Siyasilerin ve tuzu kuruların derdi seçim, ama halkın gerçek gündemi ise geçim. Geçim derdi, açlık, yoksulluk, işsizlik yetmezmiş gibi, üstüne bir de zamlar ve hayat pahalılığı insanları dehşetli korkutuyor!
Açlık, barınma, bu kış günlerinde ısınma, her şey ama her şey, insanları zorluyor. Geçim derdi ve yaşam savaşı halkın yegane gündemi oluyor!
'Açlık, kılıçtan bile keskindir. ' diyor Beamont Fiketcher.
Açlıkla terbiye edilen toplumlarda, insanların özgür iradeleri ile hareket etmeleri zordur. Bütün dünyada cahil, aç ve yoksul bırakılmış insanları yöneten zorbalar, bunu gayet iyi bilir ve kullanırlar!
Bu konuda Victor Hugo diyor ki;
'Öyle alçak bir kapıdır ki açlık, geçilmesi zaruri oldu mu, insan artık ne kadar büyükse, o kadar çok eğilir.'
Bunu kullanan siyasetçilerin, bütün dünyada değişmeyen taktiği; toplumu yoksullukta eşitlemek oluyor! Çünkü aç insanı yönetmek daha kolaydır.
' Aç insan kolay kandırılır.' diyen Katherina Mansfield haklıdır aslında.

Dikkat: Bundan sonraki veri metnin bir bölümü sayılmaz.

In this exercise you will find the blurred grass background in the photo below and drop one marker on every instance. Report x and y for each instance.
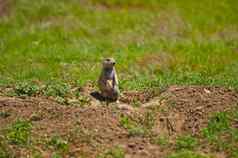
(155, 42)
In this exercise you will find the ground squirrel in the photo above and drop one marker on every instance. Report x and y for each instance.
(108, 82)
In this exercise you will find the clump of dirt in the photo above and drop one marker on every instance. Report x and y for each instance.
(131, 97)
(187, 109)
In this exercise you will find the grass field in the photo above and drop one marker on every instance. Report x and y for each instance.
(50, 57)
(155, 42)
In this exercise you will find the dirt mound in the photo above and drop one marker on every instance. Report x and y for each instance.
(188, 108)
(92, 130)
(4, 5)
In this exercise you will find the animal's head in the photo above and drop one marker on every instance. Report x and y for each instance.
(108, 63)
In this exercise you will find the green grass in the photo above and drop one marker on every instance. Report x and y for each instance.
(115, 152)
(19, 133)
(155, 42)
(187, 154)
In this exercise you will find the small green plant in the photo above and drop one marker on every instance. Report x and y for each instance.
(56, 89)
(19, 132)
(186, 142)
(26, 89)
(187, 154)
(4, 114)
(5, 151)
(59, 144)
(218, 123)
(115, 152)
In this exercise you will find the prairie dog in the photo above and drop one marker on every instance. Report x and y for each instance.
(108, 82)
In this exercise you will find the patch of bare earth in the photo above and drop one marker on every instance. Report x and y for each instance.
(94, 129)
(187, 109)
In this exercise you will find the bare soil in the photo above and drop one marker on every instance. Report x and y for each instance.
(92, 130)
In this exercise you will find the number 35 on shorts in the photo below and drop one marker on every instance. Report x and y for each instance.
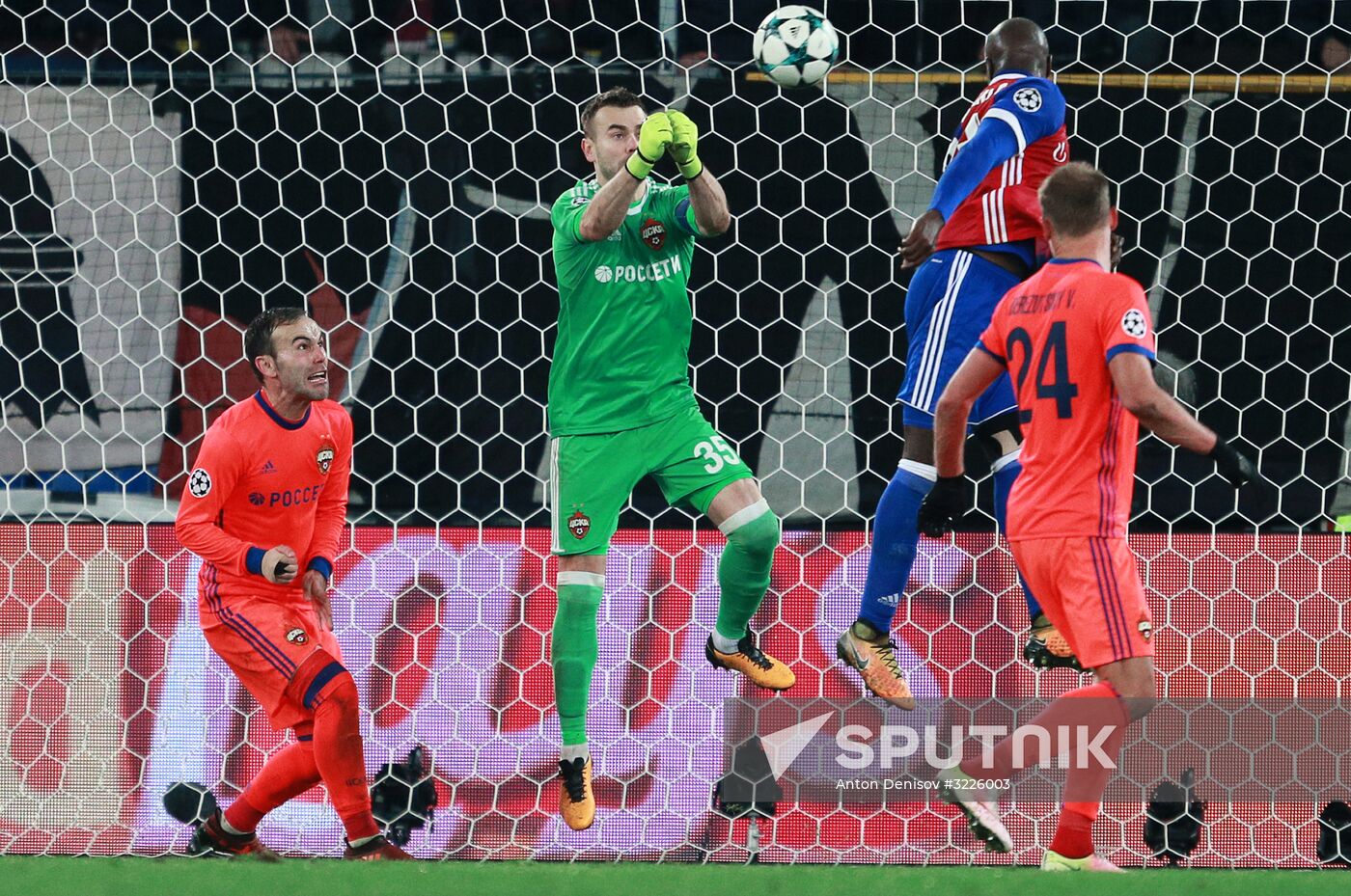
(716, 453)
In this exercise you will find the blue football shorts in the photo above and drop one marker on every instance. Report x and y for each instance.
(949, 305)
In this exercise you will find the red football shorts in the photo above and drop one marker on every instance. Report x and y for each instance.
(1091, 592)
(263, 641)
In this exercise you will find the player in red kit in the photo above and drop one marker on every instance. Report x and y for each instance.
(1078, 344)
(263, 509)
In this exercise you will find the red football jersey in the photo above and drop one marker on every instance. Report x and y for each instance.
(1056, 332)
(263, 480)
(1004, 206)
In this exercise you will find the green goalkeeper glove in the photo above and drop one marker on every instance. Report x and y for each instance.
(652, 139)
(685, 145)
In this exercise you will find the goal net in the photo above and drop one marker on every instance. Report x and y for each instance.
(169, 173)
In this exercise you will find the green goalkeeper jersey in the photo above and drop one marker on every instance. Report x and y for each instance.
(621, 358)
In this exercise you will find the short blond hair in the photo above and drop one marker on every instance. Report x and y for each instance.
(1076, 200)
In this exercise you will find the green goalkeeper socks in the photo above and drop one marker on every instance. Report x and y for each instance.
(745, 567)
(574, 649)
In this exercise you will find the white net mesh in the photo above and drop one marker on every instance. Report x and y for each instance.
(168, 173)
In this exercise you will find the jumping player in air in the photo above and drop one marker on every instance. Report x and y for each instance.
(620, 404)
(975, 243)
(1080, 345)
(263, 509)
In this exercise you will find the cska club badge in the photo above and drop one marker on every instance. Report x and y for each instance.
(324, 457)
(654, 232)
(578, 524)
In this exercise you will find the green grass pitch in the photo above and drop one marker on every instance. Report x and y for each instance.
(30, 876)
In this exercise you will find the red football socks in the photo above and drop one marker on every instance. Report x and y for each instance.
(340, 754)
(286, 774)
(1074, 832)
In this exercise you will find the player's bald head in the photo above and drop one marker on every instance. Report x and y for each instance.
(1017, 43)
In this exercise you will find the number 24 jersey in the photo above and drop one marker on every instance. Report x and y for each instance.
(1057, 332)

Yoksulluk; ne çocuklara çocukluklarını yaşatıyor, ne de gençlere gençliklerini. Ülkemizde okula aç giden çocuklar olduğunu ve sayılarının her geçen gün arttığını bilmek üzüyor insanı.

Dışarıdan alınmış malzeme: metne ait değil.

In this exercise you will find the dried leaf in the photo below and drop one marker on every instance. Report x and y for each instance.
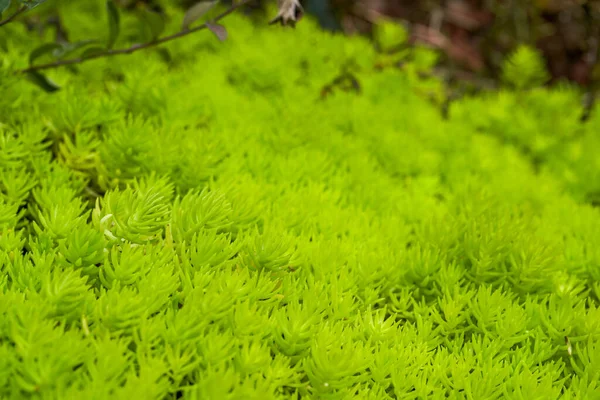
(197, 11)
(219, 30)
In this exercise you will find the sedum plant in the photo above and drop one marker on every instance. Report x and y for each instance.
(288, 215)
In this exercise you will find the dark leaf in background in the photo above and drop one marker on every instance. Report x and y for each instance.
(42, 50)
(32, 3)
(219, 30)
(196, 12)
(91, 51)
(154, 23)
(4, 4)
(42, 81)
(113, 23)
(69, 48)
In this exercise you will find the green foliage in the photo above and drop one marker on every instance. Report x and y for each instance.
(210, 225)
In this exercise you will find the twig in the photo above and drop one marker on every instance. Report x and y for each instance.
(20, 11)
(135, 47)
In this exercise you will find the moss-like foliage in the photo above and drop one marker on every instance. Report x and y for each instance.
(218, 226)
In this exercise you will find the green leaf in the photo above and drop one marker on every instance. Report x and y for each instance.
(41, 50)
(4, 4)
(197, 11)
(42, 81)
(154, 23)
(219, 30)
(113, 23)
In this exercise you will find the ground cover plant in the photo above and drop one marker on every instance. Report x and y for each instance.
(286, 214)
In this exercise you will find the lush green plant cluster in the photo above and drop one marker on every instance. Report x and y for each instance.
(217, 225)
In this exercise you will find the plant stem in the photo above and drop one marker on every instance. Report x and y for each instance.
(20, 11)
(135, 47)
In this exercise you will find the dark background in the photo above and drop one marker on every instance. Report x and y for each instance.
(476, 35)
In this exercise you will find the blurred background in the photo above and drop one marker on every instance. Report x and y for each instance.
(475, 35)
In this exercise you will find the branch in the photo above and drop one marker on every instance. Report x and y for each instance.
(135, 47)
(20, 11)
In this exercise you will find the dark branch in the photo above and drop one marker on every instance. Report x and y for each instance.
(20, 11)
(135, 47)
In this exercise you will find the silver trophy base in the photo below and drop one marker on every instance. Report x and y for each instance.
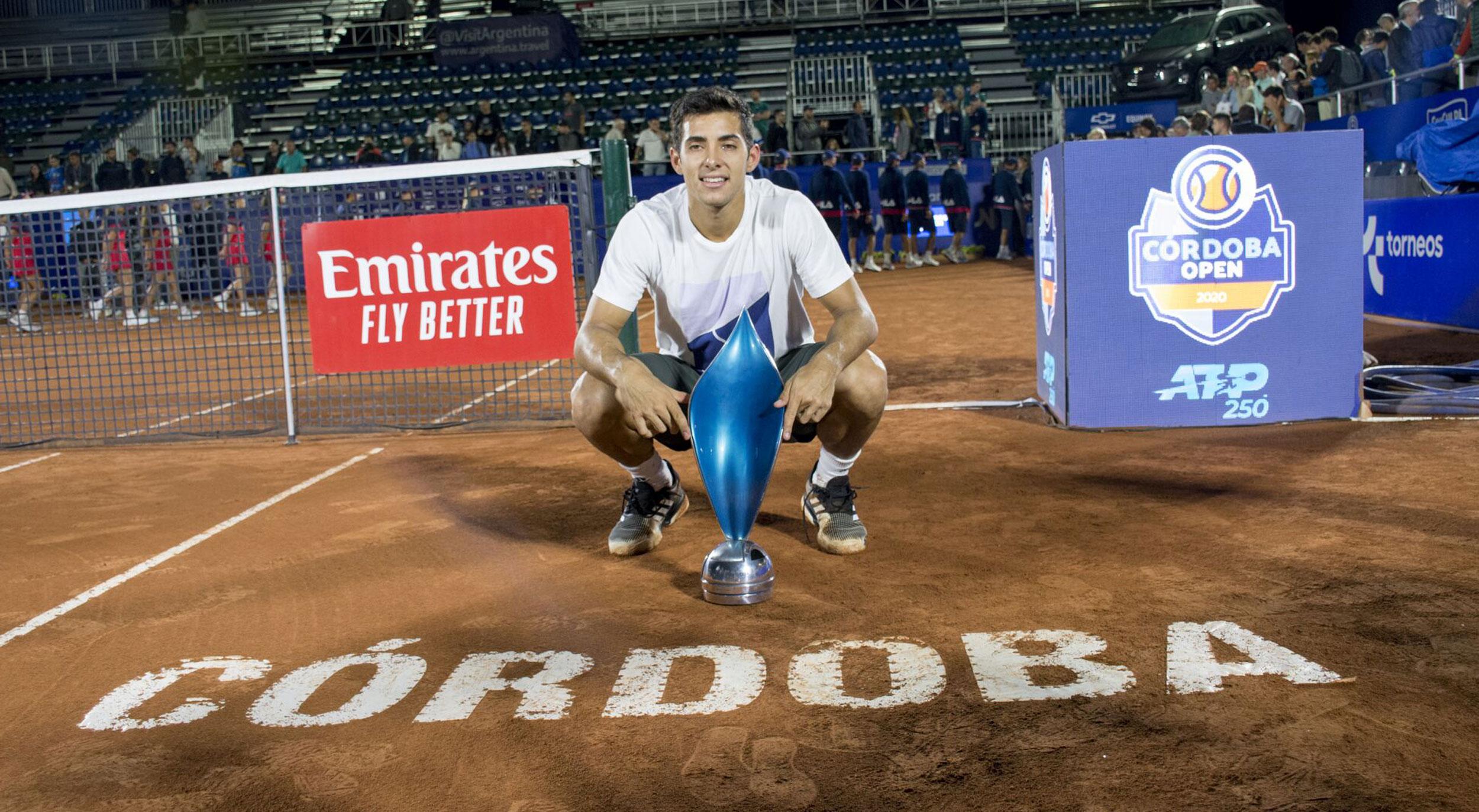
(737, 573)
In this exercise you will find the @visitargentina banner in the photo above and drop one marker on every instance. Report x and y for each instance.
(440, 290)
(506, 39)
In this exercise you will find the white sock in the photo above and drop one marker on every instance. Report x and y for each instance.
(654, 471)
(832, 467)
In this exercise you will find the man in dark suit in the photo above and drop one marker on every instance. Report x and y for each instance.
(1404, 52)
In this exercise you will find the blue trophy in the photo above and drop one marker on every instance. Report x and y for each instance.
(737, 435)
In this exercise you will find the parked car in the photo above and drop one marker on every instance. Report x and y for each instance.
(1178, 60)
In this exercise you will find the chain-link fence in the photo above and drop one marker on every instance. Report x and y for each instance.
(164, 311)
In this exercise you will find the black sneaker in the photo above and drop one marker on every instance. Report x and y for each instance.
(830, 511)
(645, 512)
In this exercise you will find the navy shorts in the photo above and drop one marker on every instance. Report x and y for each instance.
(675, 373)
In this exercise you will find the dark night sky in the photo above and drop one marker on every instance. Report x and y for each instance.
(1346, 15)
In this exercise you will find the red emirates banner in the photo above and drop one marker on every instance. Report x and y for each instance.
(440, 290)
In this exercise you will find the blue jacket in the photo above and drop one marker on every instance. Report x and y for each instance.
(1005, 190)
(1374, 60)
(980, 125)
(857, 132)
(858, 185)
(947, 128)
(953, 193)
(830, 191)
(891, 191)
(1433, 30)
(1403, 51)
(916, 190)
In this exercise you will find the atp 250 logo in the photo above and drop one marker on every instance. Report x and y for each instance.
(1215, 253)
(1046, 249)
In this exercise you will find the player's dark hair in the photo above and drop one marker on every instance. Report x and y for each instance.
(712, 99)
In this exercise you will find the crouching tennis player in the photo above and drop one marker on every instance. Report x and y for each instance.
(716, 246)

Gençliklerinin baharındaki üniversite öğrencileri ise, yalnız beslenme değil, barınma sorunu da yaşıyorlar. Bu yüzden üniversite öğrenimini bırakmak zorunda kalan gençlerin sorunlarına el atmak gerek.
Yerel yönetimler için aday olan herkese önerimdir; bırakın mega projeleri filan, önce çocukların ve gençlerin yeme, içme, barınma sorunlarına el atın. Ülkedeki kadınlara yönelik erkek şiddetine karşı, kadın sığınma evlerini çoğaltın. Elinizdeki bütün imkanları, kısıtlı bile olsa, “ insan odaklı” projeler için seferber edin. Açlık, yoksulluk ve çaresizlik, beklemez çünkü!